Volumetry was not helpful in the differential diagnosis of acute scrotum. Considering the large variability of testicular size, volumes ranged from normal to elevated in those with and without TT ; therefore colour Doppler US should be performed with reference to sonomorphological variables, including parenchymal echo texture as in the study by Chmelnik et al. . Despite a very high OR, echogenicity would not have identified all patients with TT. When echogenicity and central perfusion status were combined, only one boy with TT was missed.
Even though US is a valuable diagnostic tool, correct diagnosis could not be ensured in every case and the method is highly dependent on the expertise and technique of the investigator. If a mismatch exists between the clinical suspicion of TT and the US findings, the patient should undergo surgical exploration.

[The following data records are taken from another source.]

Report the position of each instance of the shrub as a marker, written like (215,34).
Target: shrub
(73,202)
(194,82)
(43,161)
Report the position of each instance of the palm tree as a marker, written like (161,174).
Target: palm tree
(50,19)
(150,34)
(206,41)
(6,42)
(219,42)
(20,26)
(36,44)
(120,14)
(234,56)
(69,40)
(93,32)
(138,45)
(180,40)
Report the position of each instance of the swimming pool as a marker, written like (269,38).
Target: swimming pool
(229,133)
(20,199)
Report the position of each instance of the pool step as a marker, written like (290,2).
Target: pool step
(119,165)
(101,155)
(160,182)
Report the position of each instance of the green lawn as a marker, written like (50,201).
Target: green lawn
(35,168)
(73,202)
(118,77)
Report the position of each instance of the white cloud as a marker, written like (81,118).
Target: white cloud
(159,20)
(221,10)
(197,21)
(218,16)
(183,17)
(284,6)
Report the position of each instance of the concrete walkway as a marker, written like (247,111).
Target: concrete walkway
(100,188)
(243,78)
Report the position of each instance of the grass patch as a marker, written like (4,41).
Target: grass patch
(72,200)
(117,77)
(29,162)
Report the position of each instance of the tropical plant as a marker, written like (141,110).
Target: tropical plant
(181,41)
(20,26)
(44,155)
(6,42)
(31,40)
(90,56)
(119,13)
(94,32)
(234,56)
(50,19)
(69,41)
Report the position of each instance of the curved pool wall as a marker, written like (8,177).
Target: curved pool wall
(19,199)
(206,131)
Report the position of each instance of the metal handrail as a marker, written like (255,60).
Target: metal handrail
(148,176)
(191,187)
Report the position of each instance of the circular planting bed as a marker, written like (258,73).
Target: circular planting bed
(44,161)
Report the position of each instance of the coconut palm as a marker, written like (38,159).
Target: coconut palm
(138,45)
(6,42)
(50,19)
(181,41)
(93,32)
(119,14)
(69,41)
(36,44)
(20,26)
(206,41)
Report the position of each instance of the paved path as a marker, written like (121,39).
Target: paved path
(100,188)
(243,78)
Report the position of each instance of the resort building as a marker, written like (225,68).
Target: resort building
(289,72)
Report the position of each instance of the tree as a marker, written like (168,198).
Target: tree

In conclusion, based on the results of the present study, we concluded that it is safe to refrain from routine surgical exploration in every boy with acute scrotum. The application of the clinical score tested has shown that in >55% of boys in our study exploration could safely have been omitted without resulting in loss of a testis owing to undetected torsion. US is a very useful tool in experienced hands, but the current sensitivity results from our institution do not allow a reliable diagnosis based on US alone. As US can be quite unpleasant for the child and time-consuming to perform, we propose to refrain from US studies in cases with a positive clinical score, thus shortening the time until surgery and reducing costs. Patients with a negative score are good candidates for US to establish and secure diagnosis. Nevertheless, physicians not experienced in examining children should exercise extra caution as the diagnosis of a high-riding testicle and an abnormal cremasteric reflex can be a demanding task.